Sementara itu di  pendopo kabupaten, massa aksi dengan semangat meneriakkan yel-yel, mengangkat tinggi-tinggi berbagai poster yang berisi tuntutan warga, dan secara bergantian melakukan orasi. Di tengah-tengah aksi, terdengar kabar bahwa tim perunding tidak ditemui oleh bupati, maka massa aksi merangsuk maju mendekat ke ruang audiensi. Massa mendesak agar bupati menemui langsung tim perunding atau seluruh massa aksi akan ikut masuk ke dalam ruang audiensi untuk beraudiensi bersama.

Desakan massa tersebut diredam oleh polisi. Polisi minta waktu 10 menit untuk mempercepat proses audiensi. Massa memberikan waktu 10 menit yang diminta. Jika tidak ada perubahan situasi dalam 10 menit, massa mengancam akan menarik mundur 12 orang tim perunding dan menunggu di pendopo kabupaten hingga ditemui oleh bupati.

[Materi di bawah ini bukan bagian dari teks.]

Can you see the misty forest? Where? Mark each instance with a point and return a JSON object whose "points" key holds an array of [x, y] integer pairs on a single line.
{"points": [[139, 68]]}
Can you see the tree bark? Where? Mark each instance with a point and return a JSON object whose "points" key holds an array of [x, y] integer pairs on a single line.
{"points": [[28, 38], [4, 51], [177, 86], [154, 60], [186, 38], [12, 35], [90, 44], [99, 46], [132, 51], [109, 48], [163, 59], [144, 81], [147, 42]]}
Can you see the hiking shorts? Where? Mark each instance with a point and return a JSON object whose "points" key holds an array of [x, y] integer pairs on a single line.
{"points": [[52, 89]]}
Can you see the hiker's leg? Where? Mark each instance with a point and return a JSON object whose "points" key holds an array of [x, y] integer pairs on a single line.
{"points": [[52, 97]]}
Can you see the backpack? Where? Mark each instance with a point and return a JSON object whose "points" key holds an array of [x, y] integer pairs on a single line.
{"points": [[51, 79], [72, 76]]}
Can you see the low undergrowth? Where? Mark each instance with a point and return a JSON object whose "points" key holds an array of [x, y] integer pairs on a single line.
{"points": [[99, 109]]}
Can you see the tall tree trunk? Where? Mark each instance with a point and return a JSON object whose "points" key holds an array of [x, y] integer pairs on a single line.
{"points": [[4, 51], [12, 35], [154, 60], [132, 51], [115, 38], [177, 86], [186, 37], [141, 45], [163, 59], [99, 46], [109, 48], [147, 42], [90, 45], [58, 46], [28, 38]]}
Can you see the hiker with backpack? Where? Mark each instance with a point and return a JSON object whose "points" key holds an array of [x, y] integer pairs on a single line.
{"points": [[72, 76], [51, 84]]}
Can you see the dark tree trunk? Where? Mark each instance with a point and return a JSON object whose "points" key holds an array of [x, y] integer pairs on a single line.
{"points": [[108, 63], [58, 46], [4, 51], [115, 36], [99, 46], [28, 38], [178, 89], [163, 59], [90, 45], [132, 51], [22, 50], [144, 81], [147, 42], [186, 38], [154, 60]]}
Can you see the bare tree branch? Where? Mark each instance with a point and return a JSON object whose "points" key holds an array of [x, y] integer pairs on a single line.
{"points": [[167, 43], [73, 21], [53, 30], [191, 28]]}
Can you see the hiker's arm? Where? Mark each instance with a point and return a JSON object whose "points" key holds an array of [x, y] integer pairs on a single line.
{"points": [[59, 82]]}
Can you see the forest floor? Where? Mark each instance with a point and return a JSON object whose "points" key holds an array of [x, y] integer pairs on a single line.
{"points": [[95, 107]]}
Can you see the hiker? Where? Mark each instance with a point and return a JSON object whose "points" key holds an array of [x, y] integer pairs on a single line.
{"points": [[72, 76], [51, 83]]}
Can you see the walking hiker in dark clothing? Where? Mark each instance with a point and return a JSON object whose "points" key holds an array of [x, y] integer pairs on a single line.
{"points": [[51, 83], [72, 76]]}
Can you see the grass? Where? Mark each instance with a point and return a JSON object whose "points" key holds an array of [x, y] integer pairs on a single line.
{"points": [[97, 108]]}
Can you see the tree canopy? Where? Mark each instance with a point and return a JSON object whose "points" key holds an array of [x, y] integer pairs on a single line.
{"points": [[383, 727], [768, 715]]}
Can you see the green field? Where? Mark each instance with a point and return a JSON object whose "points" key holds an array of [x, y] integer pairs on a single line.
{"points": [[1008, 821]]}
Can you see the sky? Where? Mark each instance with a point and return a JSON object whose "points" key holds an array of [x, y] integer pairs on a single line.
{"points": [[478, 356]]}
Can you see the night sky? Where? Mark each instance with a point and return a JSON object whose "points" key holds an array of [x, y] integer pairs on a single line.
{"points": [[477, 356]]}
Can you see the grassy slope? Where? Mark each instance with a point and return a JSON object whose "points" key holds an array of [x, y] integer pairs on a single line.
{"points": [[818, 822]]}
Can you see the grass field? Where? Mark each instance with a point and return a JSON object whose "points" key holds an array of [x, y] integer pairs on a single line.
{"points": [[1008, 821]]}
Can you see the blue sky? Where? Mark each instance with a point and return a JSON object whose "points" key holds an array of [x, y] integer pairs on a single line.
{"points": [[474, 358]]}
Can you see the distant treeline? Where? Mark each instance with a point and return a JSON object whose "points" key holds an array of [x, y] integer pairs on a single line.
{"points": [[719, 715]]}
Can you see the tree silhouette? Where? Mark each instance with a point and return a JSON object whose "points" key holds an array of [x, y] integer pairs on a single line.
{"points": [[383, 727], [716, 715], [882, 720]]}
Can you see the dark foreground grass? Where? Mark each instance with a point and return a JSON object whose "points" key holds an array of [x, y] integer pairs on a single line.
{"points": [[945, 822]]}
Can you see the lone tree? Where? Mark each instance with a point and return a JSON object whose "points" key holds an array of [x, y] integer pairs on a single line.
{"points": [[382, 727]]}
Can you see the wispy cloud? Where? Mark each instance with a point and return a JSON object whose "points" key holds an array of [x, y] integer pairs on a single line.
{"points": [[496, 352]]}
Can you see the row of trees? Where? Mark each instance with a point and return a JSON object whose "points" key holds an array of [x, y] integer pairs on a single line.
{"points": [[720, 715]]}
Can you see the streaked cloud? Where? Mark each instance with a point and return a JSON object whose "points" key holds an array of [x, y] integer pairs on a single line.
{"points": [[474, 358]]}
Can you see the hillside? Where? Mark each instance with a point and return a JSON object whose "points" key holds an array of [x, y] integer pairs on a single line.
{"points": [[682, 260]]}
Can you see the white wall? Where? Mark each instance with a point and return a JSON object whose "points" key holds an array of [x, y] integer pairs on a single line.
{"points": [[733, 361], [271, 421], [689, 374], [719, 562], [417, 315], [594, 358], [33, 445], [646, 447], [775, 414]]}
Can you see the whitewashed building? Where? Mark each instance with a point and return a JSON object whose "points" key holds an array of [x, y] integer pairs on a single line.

Sepuluh menit kemudian massa aksi kembali bergerak menuju ruang audiensi. Polisi merapatkan barisan dan membuat barikade untuk menghadang massa aksi. Hampir terjadi bentrokan antara massa aksi dengan polisi ketika Basuki selaku pimpinan tim perunding turun dan menemui massa aksi. Basuki meyakinkan bahwa audiensi hampir selesai dengan penyampaian tuntutan kepada pihak kabupaten. Basuki juga minta agar massa memberikan kepercayaan kepada tim perunding untuk menyelesaikan audiensi.

Jawaban Pemkab Sleman

Setelah 20 menit berunding, 12 orang perwakilan ForKoM keluar menemui warga dan menyampaikan hasil pertemuan dengan pejabat Pemkab Sleman. DI depan massa aksi, Basuki menyampaikan jawaban yang diberikan oleh Asekda II selaku wakil dari Pemkab Sleman, sebagai berikut:

Mekanisme pencairan dana ganti rugi ternak mati ditentukan dari Kementerian Pertanian, dan Pemkab Sleman tidak berwenang untuk mengubah mekanisme tersebut. Namun demikian Pemkab Sleman akan mengkoordinasikan permasalahan ini dengan Kementerian Pertanian.

  1. Akan diupayakan ganti rugi untuk ternak mati selain sapi.
  2. Kandang akan dibangun di lokasi huntara sebagai mana direncanakan semula.
  3. Pemkab akan mengevaluasi pembangunan huntara dan berkoordinasi dengan pemerintah provinsi tanpa melibatkan Forkom.
  4. Distribusi jadup akan diusulkan menjadi 1 tahun dari semula 30 hari.
  5. Terkait kredit macet, pemkab akan berkoordinasi dengan bank-bank swasta.
  6. Hak pengelolaan pasir akan diberikan kepada desa.
  7. Mengenai akses terhadap layanan kesehatan, warga dipersilakan untuk mengurus kartu Jamkesmas.
  8. Pemkab akan mengkaji tuntutan listrik gratis untuk penghuni huntara.